|Reviews for Dualities and Harmonies|
| M-Angel 05 chapter 6 . 11/13/2012
I thoroughly enjoyed this chapter. I am so glad you updated!
| Sarge1995 chapter 5 . 7/12/2012
Ahh, boot camp...a trial for anyone, a test to show someone's true character. Loved seeing all of the interactions, and Iovis definitely seems to be making himself useful. Great work once again, keep it up!
| Sarge1995 chapter 2 . 7/12/2012
Well now...I've got to say, this is just incredible work here! I'm a big fan of Myetel's universe, and this story definitely holds up to her standards of story-telling. Nice to see one of the people you never really see much of, it's an excellent take. Keep up this good work!
| condor1942 chapter 5 . 3/22/2012
excellent chapter, but...
Chapter was a bit hard to follow at times. Expand on your ideas more, and add in more filler story to help with story flow.
Also, proof-read your work to eliminate spelling and grammar errors. Spell-checker doesn't get all of them for you...
If you want people to read your stuff and like it, make sure it's understandable and flows well across ideas. The biggest writer's problem...
| M-Angel 05 chapter 5 . 3/22/2012
Love this story, I truly do. Glad you updated it.
| M-Angel 05 chapter 4 . 1/2/2012
Loved this chapter. Poor Kenti, he is so wounded from life. I await your next chapter.
| M-Angel 05 chapter 3 . 9/28/2011
Loved the chapter. keepig in the spirit of Mytrel's "Spirit of..." universe. loved it!
| Dermiti chapter 3 . 9/28/2011
Kenti is so bad ass. Was it so bad of me wanting Leontina to take him. She liked seeing how fierce of a hunter he was. But I am curious to know why his eyes get so dark when he switches to the hunter within him.
Ah so Bailey makes an appearance. Always did like that cop. He's got a good head on his shoulders.
Mary finds out that her co-worker was recently widowed...it is a good thing she didn't ask why he wore two knives.
Story is shaping up well here. Will be interested to know where it goes from here.

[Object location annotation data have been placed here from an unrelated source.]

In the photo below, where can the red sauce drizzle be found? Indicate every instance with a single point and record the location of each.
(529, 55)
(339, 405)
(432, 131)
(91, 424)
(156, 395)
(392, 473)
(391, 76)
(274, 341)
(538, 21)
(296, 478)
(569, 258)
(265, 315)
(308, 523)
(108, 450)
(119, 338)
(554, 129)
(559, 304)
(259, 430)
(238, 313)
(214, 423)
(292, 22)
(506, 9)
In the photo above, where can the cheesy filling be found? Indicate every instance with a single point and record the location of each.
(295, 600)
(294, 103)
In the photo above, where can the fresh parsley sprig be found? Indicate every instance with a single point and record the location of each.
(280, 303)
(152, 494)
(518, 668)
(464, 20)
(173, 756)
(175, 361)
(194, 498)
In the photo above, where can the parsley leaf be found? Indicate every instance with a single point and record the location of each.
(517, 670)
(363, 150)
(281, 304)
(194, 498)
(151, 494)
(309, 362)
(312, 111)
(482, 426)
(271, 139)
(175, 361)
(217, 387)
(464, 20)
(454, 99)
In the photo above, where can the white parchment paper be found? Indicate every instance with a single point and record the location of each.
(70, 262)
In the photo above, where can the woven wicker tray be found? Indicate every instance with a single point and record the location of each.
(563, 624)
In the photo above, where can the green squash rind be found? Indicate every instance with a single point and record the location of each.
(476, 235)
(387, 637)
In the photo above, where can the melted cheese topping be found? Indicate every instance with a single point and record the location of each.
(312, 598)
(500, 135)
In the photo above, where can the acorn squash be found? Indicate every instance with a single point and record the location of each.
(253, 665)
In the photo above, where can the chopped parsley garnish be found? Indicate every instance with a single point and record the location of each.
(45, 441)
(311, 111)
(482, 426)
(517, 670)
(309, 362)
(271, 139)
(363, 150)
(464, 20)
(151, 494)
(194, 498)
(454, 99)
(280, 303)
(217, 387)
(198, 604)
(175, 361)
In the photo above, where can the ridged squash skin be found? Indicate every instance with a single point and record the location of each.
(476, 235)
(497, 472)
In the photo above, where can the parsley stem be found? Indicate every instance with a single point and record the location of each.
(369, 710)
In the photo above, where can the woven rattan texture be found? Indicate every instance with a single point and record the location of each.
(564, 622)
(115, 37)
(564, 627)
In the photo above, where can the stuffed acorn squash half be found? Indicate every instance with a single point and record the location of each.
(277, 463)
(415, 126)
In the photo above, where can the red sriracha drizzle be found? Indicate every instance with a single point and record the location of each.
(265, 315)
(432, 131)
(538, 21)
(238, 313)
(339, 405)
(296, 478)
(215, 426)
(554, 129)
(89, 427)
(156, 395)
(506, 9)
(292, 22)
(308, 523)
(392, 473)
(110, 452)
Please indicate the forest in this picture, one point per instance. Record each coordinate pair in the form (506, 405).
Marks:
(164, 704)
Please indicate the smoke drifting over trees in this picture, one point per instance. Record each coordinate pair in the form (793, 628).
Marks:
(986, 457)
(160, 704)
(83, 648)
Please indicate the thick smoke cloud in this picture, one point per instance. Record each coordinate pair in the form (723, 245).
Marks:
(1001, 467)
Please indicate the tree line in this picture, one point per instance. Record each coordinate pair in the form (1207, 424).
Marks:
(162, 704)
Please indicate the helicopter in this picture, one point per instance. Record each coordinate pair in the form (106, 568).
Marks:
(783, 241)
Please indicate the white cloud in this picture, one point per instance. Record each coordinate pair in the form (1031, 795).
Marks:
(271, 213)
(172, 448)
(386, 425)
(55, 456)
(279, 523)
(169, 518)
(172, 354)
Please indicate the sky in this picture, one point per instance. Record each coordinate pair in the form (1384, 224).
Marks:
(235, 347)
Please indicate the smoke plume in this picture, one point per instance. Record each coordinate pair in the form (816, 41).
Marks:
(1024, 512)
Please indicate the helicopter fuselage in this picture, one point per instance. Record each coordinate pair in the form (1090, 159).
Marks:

| Dermiti chapter 2 . 8/22/2011
You have a talent for dialogue Crimson. You convey emotions very well between the characters. I'm liking the relationship between the brothers, and I'm interested to know why Innokenti has turned out to be quite the vigilante. I'm sure you will explain that further but it is an interesting point.
Keep up the good work. :D
| Maverick II chapter 1 . 8/19/2011
Wow, just, wow! (bet that's a repeat)
You're story really does keep in with Myetel's "Spirit of..." story. I am a fan. I'll keep track of this story, even if I'm not a member of FF . net
| WriterFan4Life chapter 2 . 8/19/2011
Wow! I have been looking for this story since Myrtel told us about it on her story. Excellant! Love it!
The ending of this chapter was very good and had me clenching my chest. That woman has been through so much and so have her sons. I just am so happy that you're writing this story! Love it! You have a fan now. :-)
| Sky-Fever chapter 2 . 8/19/2011
Love this story. Big fan of Myrtel...you're doing a great job of this story. Are you going to put in Shepard and Garrus later on? What about Bastion and the sickness?
| Dermiti chapter 1 . 8/17/2011
This is an interesting story. I like how well it meshes with the Myetel's Universe. Even the language and characters. I haven't tried making OC's before and would hate for them to come out wooden or just weird.
But I like yours. The kid is interesting. Biotic like his brother, and laughed when he looked up Turian biology because he didn't think the Turian he met was actually female because of the lack of breasts. lol!